The Equal Employment Opportunity Commission (“EEOC”) just released guidelines for enforcement of the Pregnancy Discrimination Act (“PDA”), in an effort to reduce discrimination in the workplace. The agency pointed to an increase in the number of claims filed over the past decade, as it reminded employers of all the forms pregnancy discrimination can take.
This is the first time the EEOC has updated its pregnancy discrimination enforcement guidelines since 1983, and the agency’s timing is noteworthy. The U.S. Supreme Court agreed to hear the Fourth Circuit decision of Young v. United Parcel Service, (http://www.scotusblog.com/case-files/cases/young-v-united-parcel-service/) concerning accommodations employers must grant pregnant employees, as compared to those they must grant to non-pregnant employees.

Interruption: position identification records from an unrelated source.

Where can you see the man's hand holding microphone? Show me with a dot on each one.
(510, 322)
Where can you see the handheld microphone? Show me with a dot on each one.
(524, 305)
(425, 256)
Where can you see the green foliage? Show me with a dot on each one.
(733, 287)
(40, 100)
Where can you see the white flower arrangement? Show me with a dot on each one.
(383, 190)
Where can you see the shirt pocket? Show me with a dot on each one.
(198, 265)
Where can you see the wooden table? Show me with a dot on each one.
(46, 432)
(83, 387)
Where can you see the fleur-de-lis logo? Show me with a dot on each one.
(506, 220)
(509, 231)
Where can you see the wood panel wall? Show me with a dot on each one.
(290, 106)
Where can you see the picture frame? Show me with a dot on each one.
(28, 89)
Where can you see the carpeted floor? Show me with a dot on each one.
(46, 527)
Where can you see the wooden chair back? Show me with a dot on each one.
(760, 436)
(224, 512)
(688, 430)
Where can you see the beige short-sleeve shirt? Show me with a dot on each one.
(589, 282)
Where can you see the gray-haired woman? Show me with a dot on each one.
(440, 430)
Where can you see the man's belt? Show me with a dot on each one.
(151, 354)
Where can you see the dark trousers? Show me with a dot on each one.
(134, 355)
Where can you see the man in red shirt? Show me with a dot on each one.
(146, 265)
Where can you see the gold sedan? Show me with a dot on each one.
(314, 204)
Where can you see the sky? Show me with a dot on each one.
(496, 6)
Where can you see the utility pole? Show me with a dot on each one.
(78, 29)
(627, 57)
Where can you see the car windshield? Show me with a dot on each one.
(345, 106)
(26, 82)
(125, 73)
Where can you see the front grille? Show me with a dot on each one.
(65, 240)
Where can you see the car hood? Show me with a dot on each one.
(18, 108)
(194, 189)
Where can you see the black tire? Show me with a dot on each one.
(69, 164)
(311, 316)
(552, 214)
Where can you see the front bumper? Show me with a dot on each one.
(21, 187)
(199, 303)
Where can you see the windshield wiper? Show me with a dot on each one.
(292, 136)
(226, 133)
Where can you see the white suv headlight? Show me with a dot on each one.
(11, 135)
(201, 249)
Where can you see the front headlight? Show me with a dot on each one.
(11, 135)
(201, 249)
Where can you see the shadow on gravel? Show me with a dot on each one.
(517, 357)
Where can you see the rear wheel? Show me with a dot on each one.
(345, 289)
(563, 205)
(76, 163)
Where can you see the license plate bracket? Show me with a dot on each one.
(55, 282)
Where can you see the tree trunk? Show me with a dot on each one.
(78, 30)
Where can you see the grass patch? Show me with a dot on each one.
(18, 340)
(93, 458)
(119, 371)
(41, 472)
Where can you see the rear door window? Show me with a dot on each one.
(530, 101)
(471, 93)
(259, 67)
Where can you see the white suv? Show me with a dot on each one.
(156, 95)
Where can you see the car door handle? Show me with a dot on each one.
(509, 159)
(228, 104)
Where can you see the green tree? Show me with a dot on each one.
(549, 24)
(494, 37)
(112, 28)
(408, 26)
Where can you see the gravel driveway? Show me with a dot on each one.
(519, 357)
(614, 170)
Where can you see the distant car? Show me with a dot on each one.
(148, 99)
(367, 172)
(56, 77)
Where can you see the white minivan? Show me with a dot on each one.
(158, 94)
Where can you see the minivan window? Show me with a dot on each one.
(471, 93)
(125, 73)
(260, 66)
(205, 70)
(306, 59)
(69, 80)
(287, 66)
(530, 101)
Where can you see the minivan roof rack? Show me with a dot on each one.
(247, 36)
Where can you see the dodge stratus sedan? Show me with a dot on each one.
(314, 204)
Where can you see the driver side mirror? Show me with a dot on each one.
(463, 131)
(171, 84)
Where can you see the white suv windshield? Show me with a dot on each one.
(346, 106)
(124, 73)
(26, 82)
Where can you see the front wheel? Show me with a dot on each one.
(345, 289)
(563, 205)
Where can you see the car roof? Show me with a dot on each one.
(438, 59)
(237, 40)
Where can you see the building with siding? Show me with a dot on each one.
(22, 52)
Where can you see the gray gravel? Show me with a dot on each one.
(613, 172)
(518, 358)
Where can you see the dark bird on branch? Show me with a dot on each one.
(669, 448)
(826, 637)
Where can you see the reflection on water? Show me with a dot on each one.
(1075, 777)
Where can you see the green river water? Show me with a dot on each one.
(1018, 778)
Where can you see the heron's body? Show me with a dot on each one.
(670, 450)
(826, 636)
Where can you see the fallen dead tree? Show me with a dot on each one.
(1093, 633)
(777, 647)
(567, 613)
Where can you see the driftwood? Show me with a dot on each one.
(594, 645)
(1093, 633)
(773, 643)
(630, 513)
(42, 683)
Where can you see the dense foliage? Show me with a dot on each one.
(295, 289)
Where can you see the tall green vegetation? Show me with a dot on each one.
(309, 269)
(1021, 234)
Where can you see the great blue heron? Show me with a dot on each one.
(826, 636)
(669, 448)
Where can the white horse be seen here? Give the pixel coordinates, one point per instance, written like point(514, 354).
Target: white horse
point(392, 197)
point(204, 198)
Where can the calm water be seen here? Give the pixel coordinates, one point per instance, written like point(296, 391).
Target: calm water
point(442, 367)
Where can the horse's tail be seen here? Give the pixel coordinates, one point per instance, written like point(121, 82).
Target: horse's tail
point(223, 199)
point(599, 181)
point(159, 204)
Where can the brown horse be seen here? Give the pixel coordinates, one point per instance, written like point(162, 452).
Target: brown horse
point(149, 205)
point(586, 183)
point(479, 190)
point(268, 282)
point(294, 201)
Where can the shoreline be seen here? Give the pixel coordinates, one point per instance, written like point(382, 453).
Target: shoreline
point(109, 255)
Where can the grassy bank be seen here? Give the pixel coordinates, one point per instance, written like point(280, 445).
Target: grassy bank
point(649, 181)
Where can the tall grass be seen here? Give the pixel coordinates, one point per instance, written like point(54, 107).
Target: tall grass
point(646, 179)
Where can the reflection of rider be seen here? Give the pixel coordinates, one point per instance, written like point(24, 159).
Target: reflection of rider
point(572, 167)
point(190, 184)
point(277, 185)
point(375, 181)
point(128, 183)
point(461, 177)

In the meantime, the guidelines provide useful reminders for employers. First, pregnancy discrimination is not limited to mistreatment of currently pregnant employees. Rather, adverse employment action that is taken because someone was pregnant, is pregnant, or plans to become pregnant, all constitute discrimination. Second, employers cannot force a pregnant employee to take a leave of absence, if she can perform the essential functions of her position. Employers must offer light work to such an employee, if any is available. Third, if an employer provides healthcare, it must cover pregnancy and related conditions.
Circumstances involving pregnant employees often present challenges for employers. In individual situations, employers who are unsure of how to proceed should consider contacting counsel for direction.